I do have a question ....  who buys pictures and why ?
Should you not be trying to sell to magazines or companies that need pictures ?


----------



## RobNZ (Jul 22, 2010)

Put your prices up.

I sell some of my shots as large format framed Canvas prints, as part of my experiments with setting price points "so I can retire from my day job...yeah right" I adjusted all of my online auction prices down to generate more sales, from the 2nd of June until the 12th of July I sold none!!!!

I dropped the prices from an average of $150 per print to $120, during this lower price phase I spoke with a local photographer about my work and he asked me how much I was selling them for, he told me to be careful with pricing like that because if people think the price is cheap, they quite often associate that with a cheaply made product or something of little value, ie: cheap crap.

I had been selling 3-4 online per month consistantly.

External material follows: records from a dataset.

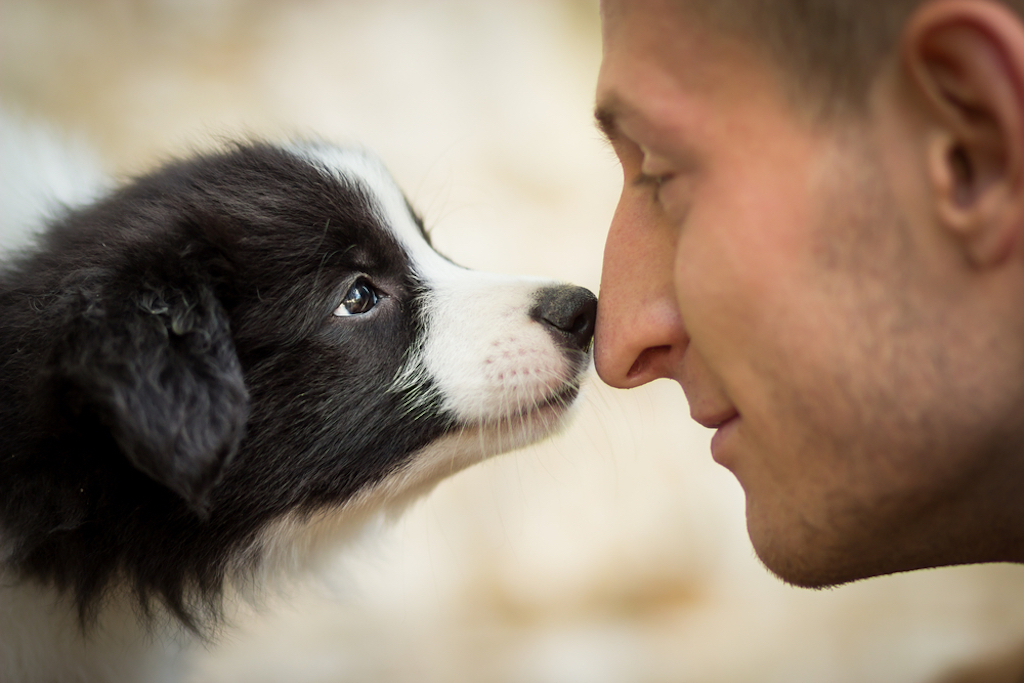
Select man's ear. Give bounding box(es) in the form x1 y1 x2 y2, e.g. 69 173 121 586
900 0 1024 267
54 273 249 516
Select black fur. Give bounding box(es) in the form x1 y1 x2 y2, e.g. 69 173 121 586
0 143 453 629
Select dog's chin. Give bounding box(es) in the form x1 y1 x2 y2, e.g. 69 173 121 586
240 382 581 599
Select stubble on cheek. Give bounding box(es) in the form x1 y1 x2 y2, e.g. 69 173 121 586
741 140 958 586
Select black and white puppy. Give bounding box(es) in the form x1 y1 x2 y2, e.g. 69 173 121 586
0 135 596 683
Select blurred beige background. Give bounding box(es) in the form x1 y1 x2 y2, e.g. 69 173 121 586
6 0 1024 683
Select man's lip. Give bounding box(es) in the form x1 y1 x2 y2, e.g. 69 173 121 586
711 413 739 468
693 409 739 429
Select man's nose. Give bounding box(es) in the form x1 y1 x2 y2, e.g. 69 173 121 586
594 190 689 389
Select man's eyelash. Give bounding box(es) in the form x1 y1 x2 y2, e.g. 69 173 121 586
633 171 672 191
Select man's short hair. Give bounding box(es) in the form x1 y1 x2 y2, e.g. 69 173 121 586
677 0 1024 112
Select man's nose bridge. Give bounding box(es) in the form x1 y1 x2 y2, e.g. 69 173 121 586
595 187 689 387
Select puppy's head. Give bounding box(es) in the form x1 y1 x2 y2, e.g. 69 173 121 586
3 144 596 622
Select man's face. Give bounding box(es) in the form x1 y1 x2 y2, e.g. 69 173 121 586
596 0 1019 586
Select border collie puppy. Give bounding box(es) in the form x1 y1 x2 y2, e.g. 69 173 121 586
0 135 596 683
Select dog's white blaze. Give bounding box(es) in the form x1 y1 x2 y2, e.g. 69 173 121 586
296 145 572 421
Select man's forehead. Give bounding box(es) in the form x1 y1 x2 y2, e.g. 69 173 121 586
595 0 774 139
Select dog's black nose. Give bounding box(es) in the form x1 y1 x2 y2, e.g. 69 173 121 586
530 285 597 351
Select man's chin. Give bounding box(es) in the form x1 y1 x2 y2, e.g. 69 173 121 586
746 501 897 589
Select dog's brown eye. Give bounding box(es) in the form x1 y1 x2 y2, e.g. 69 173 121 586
334 280 380 316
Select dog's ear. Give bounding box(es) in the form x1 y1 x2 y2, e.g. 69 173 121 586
56 273 249 516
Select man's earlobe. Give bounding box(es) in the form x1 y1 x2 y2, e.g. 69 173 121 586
900 0 1024 267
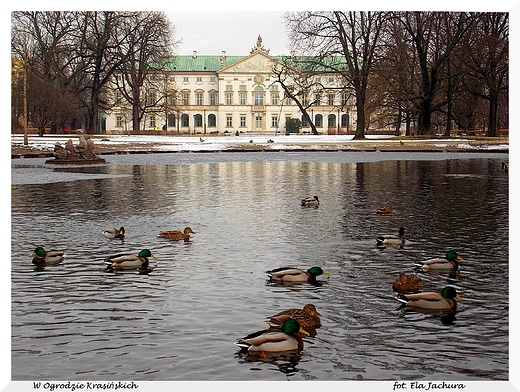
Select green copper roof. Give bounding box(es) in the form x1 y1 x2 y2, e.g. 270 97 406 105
166 55 345 72
168 55 247 72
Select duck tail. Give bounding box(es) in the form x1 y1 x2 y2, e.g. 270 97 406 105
394 294 410 304
235 340 251 350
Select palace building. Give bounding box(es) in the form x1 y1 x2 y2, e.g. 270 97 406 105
104 36 356 135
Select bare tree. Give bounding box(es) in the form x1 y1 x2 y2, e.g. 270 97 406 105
272 56 322 135
392 12 475 134
465 12 509 136
285 11 387 139
110 12 176 130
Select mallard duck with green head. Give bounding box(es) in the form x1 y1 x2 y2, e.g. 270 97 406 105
235 319 309 353
265 267 329 283
396 286 462 310
31 246 65 266
376 227 405 245
266 304 321 330
102 227 125 238
157 226 195 241
105 249 156 270
302 196 320 207
415 250 463 271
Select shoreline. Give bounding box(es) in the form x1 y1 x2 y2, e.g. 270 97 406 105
11 134 509 159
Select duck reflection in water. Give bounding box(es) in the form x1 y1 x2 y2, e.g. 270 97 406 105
235 351 302 376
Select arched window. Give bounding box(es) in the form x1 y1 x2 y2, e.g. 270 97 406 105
181 114 190 127
314 114 323 128
193 114 202 127
208 114 217 127
253 86 264 106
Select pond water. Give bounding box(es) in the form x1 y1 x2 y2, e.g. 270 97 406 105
11 152 509 381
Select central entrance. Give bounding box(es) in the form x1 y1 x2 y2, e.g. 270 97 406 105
255 113 264 131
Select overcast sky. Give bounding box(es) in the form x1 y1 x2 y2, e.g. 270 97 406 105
166 11 289 56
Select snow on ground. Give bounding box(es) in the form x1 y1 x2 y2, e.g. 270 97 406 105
11 134 509 151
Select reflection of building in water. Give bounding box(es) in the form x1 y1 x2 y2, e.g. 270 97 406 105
106 37 356 134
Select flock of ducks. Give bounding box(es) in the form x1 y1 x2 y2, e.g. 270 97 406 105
31 196 468 356
31 227 195 272
376 220 462 311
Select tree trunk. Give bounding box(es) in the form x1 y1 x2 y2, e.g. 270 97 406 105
486 94 498 137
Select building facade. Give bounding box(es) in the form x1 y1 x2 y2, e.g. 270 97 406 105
105 36 356 135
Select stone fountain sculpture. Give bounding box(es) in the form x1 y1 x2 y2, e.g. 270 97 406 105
46 135 105 163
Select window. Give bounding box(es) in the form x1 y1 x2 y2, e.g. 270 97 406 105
226 93 233 105
181 114 190 127
182 93 190 106
327 114 336 127
147 91 157 106
254 93 264 105
168 114 175 127
208 114 217 127
341 113 349 127
314 114 323 128
167 93 175 106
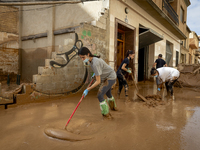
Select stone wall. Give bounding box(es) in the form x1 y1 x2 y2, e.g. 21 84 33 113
0 6 19 34
33 24 108 94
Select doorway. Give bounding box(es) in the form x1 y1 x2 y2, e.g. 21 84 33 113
115 19 136 71
117 29 125 68
138 46 149 81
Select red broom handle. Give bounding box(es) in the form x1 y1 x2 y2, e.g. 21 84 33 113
65 79 94 128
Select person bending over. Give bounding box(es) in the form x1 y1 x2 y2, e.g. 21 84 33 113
78 47 117 117
151 67 180 99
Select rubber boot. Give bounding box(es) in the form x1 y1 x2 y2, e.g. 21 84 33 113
117 93 120 99
107 96 117 110
100 100 111 119
125 96 131 103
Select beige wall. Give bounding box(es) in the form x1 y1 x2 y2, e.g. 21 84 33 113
109 0 180 78
0 6 19 34
177 0 187 34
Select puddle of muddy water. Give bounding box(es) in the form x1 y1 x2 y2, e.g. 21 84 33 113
0 82 200 150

So last week I put all my online auction prices up, since Saturday I have sold 2 online with a 3rd and 4th definate, not yet closed, 2 more of my works direct from a previous online sale, this time via my own website and another 2 from a customer that had previously ordered their own print on canvas with PP directly off me.

6 confirmed sales in a week with 2 more to come, busy week.

My lesson was that I had priced myself too cheaply and the sales stopped, even the prices I charge now are alot lower than similar works by other photographers so I may increase them further still.

I have 11 or 12 large canvases in a local shop here and they sold one the first day they had them and nothing since (5 weeks ago), again I have asked them to raise the prices to see if that helps.

The other thing, maybe these people dont want 6 x 4, I mean what would you really do with a print so small? Not much good for hanging on a wall, offer larger versions?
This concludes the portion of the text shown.